"Welcome to this PySpark data cleansing tutorial! In this video, we’ll take a messy, real-world dataset and transform it into clean, ready-to-use data using just a few powerful PySpark techniques."

First, we import SparkSession—this starts our Spark engine and manages our data.
Next, we bring in functions as F, a toolbox full of built-in functions for cleaning and transforming columns.
And finally, we import Window as W, which lets us create advanced analytics like ranking, deduplication, and time-based filtering.

In [0]:

# Import SparkSession, SQL functions, and Window specification from PySpark

from pyspark.sql import SparkSession, functions as F
from pyspark.sql import Window as W

We start by creating a Spark session. This is like launching our data workshop—it controls the whole PySpark process.

In [0]:
#1)Initialize Spark Session

spark = (SparkSession.builder              # Initialize a SparkSession builder
.appName("DataCleaningDemo")               # Set the Spark application name
.config("spark.sql.session.timeZone", "UTC")  # Configure the Spark SQL session timezone to UTC
.getOrCreate())                            # Create a new SparkSession or get the existing one

Next, we load our messy CSV dataset, which contains duplicates, missing values, inconsistent formats, and even some extreme outliers.

In [0]:
# 2) Load Messy Dataset with Anomalies
df = (spark.read                           # Start reading data using Spark DataFrameReader
.option("header", True)                    # Treat the first row as header
.option("multiLine", True)                 # Allow multiline fields in the CSV
.option("escape", '"')                     # Use double quotes to escape special characters
.csv("/Volumes/workspace/csv_files/csv_files/dataset.csv"))  # Load CSV file from specified path

We always start by inspecting the raw data with .show() and .printSchema().
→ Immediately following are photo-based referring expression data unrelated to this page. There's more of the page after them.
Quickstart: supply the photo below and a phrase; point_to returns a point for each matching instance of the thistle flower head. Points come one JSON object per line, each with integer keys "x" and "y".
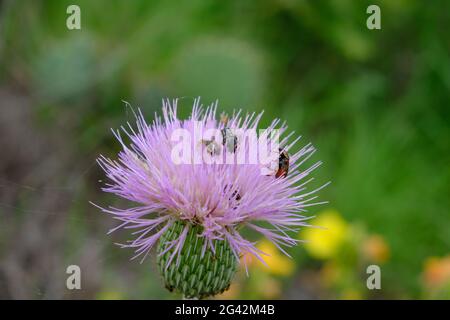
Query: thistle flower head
{"x": 205, "y": 191}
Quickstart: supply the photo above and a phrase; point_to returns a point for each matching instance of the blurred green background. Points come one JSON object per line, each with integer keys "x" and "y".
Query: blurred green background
{"x": 374, "y": 102}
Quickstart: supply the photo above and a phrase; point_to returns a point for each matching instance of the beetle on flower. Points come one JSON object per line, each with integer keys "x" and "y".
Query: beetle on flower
{"x": 194, "y": 213}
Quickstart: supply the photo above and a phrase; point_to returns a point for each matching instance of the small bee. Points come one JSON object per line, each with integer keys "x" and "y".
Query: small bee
{"x": 212, "y": 147}
{"x": 229, "y": 140}
{"x": 283, "y": 164}
{"x": 235, "y": 196}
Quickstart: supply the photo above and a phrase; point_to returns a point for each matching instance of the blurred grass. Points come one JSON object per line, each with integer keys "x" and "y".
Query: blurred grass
{"x": 375, "y": 103}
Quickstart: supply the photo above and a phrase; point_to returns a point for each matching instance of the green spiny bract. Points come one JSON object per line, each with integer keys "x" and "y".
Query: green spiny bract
{"x": 195, "y": 276}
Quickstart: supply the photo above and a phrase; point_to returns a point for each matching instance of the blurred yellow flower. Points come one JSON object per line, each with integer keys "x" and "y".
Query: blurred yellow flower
{"x": 271, "y": 289}
{"x": 437, "y": 271}
{"x": 231, "y": 293}
{"x": 277, "y": 262}
{"x": 376, "y": 249}
{"x": 324, "y": 242}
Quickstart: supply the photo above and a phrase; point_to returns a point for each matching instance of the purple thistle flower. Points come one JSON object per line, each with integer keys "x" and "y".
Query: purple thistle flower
{"x": 220, "y": 198}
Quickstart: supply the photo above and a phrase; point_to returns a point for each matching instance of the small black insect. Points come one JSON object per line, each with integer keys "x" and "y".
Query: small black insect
{"x": 229, "y": 139}
{"x": 283, "y": 164}
{"x": 212, "y": 147}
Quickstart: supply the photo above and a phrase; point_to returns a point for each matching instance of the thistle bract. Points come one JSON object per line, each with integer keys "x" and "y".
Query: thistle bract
{"x": 197, "y": 274}
{"x": 194, "y": 193}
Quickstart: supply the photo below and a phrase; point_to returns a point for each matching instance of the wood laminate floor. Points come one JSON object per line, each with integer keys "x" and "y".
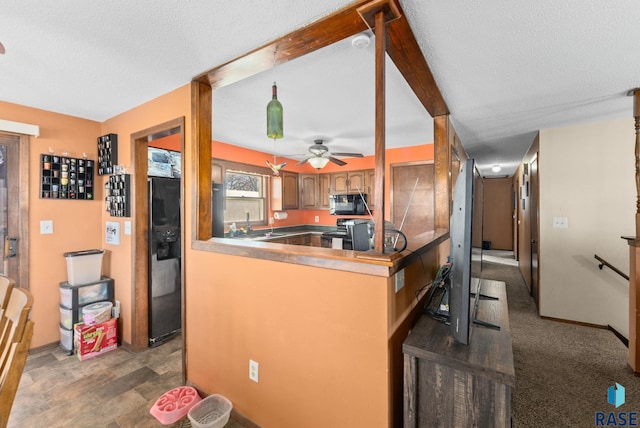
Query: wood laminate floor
{"x": 113, "y": 390}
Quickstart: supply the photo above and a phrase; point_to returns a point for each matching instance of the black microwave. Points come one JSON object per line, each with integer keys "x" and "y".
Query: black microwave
{"x": 352, "y": 204}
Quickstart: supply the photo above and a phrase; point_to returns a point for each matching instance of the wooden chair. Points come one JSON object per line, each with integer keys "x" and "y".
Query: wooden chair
{"x": 16, "y": 331}
{"x": 6, "y": 284}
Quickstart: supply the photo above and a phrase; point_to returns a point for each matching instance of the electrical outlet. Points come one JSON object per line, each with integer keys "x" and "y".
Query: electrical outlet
{"x": 399, "y": 280}
{"x": 253, "y": 370}
{"x": 560, "y": 222}
{"x": 46, "y": 227}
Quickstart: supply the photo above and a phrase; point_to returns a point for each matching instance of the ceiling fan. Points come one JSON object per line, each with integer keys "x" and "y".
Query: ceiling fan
{"x": 320, "y": 156}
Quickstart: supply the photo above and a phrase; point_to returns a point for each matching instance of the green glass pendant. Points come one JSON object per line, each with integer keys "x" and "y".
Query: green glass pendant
{"x": 274, "y": 116}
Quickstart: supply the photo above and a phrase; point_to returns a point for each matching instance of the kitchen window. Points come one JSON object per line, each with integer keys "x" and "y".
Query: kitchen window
{"x": 245, "y": 198}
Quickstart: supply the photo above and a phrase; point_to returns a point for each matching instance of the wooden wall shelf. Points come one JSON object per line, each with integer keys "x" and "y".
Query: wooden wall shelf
{"x": 63, "y": 177}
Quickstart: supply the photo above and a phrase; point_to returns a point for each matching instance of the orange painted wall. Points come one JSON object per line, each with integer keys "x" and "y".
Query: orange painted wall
{"x": 225, "y": 151}
{"x": 319, "y": 335}
{"x": 322, "y": 337}
{"x": 170, "y": 106}
{"x": 76, "y": 224}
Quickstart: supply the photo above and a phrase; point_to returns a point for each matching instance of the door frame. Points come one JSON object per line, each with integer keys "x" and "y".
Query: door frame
{"x": 140, "y": 243}
{"x": 22, "y": 146}
{"x": 535, "y": 229}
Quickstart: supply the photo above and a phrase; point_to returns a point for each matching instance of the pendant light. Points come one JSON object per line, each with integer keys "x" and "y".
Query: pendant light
{"x": 274, "y": 115}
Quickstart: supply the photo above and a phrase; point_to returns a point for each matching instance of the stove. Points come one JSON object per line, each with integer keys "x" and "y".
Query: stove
{"x": 341, "y": 231}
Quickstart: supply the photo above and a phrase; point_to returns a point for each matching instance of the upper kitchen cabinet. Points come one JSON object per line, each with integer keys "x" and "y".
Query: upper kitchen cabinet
{"x": 347, "y": 182}
{"x": 284, "y": 191}
{"x": 370, "y": 187}
{"x": 324, "y": 190}
{"x": 309, "y": 195}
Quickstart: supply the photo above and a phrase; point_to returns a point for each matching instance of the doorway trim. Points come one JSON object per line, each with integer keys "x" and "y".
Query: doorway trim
{"x": 140, "y": 243}
{"x": 22, "y": 148}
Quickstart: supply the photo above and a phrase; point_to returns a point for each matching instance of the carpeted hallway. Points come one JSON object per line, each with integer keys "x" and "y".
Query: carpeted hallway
{"x": 563, "y": 370}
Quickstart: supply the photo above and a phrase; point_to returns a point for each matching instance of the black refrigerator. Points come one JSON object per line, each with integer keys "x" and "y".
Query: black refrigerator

This helps us see what we’re dealing with.

In [0]:
# 3) Inspect Data
df.show(10, truncate=False)  # Display first 10 rows without truncating column values
df.printSchema()             # Print the schema of the DataFrame with column types

+---+------+---------+---------+---------------+------+---------------+
|ID | Name |Amount($)|is Active|Order Date     |Sex   |Updated At     |
+---+------+---------+---------+---------------+------+---------------+
|152|Ånna  | 1 200   |Inactive |2/26/2023 22:12|FEMALE|6/1/2023 16:02 |
|415|Renée |10.000,00|1        |1/15/2023 10:57|f     |2/13/2023 19:50|
|119|Judy  |1,000.50 |Active   |6/2/2023 17:14 |M     |4/6/2023 15:32 |
|365|Ivan  |-5000    |N        |2/2/2023 21:16 |f     |2/15/2023 21:07|
|30 |Bob   |NA       |TRUE     |NULL           |Other |1/13/2023 1:20 |
|403|Frank |500      |Active   |3/31/2023 0:58 |f     |4/6/2023 5:51  |
|64 |David |2000     |NO       |1/16/2023 21:43|f     |6/4/2023 1:03  |
|482|Alice |2.000,50 |Y        |6/10/2023 16:42|FEMALE|6/10/2023 20:17|
|442|Hannah|10.000,00|Inactive |2/8/2023 14:43 |F     |2/4/2023 7:50  |
|448|Renée |2.000,50 |Active   |5/1/2023 17:50 |f     |1/22/2023 2:21 |
+---+------+---------+---------+---------------+------+---------

Then, we standardize column names—removing spaces, special characters, and making them lowercase. Clean columns make everything easier downstream.

In [0]:
# 4) Standardize Column Names

import re                                             # Import regular expressions module
new_cols = []                                         # Initialize list to store cleaned column names
for c in df.columns:                                  # Iterate over each column name in the DataFrame
    nc = re.sub(r"[\s\-]+", "_", c.strip().lower())   # Replace spaces/hyphens with underscores and convert to lowercase
    nc = re.sub(r"[^0-9a-z_]+", "", nc)               # Remove any characters that are not alphanumeric or underscores
    nc = re.sub(r"_+", "_", nc).strip("_")            # Replace multiple underscores with single and strip leading/trailing underscores
    new_cols.append(nc)                               # Append cleaned column name to the list
for old, new in zip(df.columns, new_cols):            # Pair old and new column names for renaming
    if old != new:                                    # Check if the column name has changed
        df = df.withColumnRenamed(old, new)           # Rename the column in the DataFrame

df.printSchema()

root
 |-- id: string (nullable = true)
 |-- name: string (nullable = true)
 |-- amount: string (nullable = true)
 |-- is_active: string (nullable = true)
 |-- order_date: string (nullable = true)
 |-- sex: string (nullable = true)
 |-- updated_at: string (nullable = true)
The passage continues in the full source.